Luke Russell and his band the Proposition opened the evening with a set of sixties flavoured guitar pop peppered with quirky song titles like My Girl’s Prematurely Grey. The Proposition, who include a Wiggle (Murray Cook) on guitar, show a deft melodic touch when it comes to building a playful musicality to Russell’s songs, shading them in soulful retro-pop colours.
The Nature Strip took the music from the 60s to the 70s with their consummate take on power pop that sounded like a genetic splicing of Wilco and Big Star. Three-Foot High Sissy Bar was one of many highlight with its hints at glam via a rhythmic focus and rumbling bass line that opened up into a beautiful interplay of vocal harmonies from bassist Pete Marley and guitarist John Encarnacao. The twin frontman approach worked well, building variation into their delivery and allowing a wealth of instrumental and vocal melodies to be explored.

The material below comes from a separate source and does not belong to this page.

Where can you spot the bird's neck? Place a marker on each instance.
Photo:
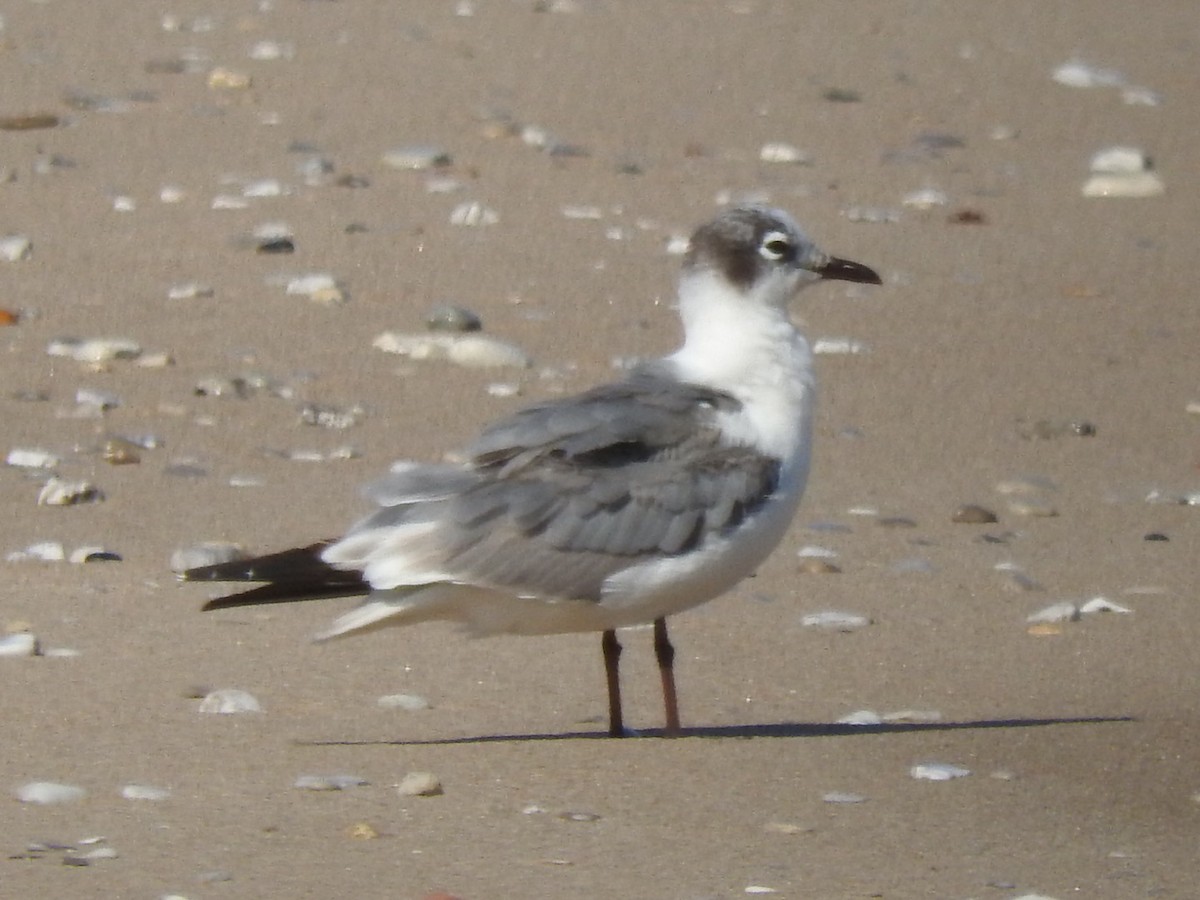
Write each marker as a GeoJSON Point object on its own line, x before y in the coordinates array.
{"type": "Point", "coordinates": [750, 349]}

Mature songwriting of this kind (in terms of craft, not age) is all too thin on the ground which made The Nature Strip an instantly rewarding live experience.

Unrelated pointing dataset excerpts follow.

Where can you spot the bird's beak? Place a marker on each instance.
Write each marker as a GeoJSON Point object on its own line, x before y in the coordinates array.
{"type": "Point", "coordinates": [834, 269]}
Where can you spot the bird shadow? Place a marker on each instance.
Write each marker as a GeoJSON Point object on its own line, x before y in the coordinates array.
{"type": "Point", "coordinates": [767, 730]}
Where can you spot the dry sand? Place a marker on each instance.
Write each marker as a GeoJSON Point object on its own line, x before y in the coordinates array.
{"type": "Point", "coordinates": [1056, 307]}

Bryan Estepa released his new critically lauded album Heart vs Mind earlier this year and a number of live shows has seen his band really get inside the record’s songs. Tonight he changed things up a bit, ditching electric guitars and instead utilising upright bass, acoustic guitars and mandolin to re-frame his songs in earthier tones. For the most part it worked well though some of the more subtle instrumental touches were hidden in the venue’s PA. With a focus on songs from Heart vs Mind Estepa brought his breezy vocals to the fore, hitting falsetto and gently drowning the audience in those sweet, sweet chord changes and melodic hooks. The single Sea Change, Overnight and the Neil Young-tinged Come What May all sounded effortless before Estepa and band rounded out the set with a trio of covers in Dead Flowers, a solo and impassioned take on Paul Young’s Every Time You Go Away and a note perfect rendition of Itchycoo Park. Three songs that summed up both the range of Estepa’s influences and his ability to absorb them into his own songs on record and tonight on stage.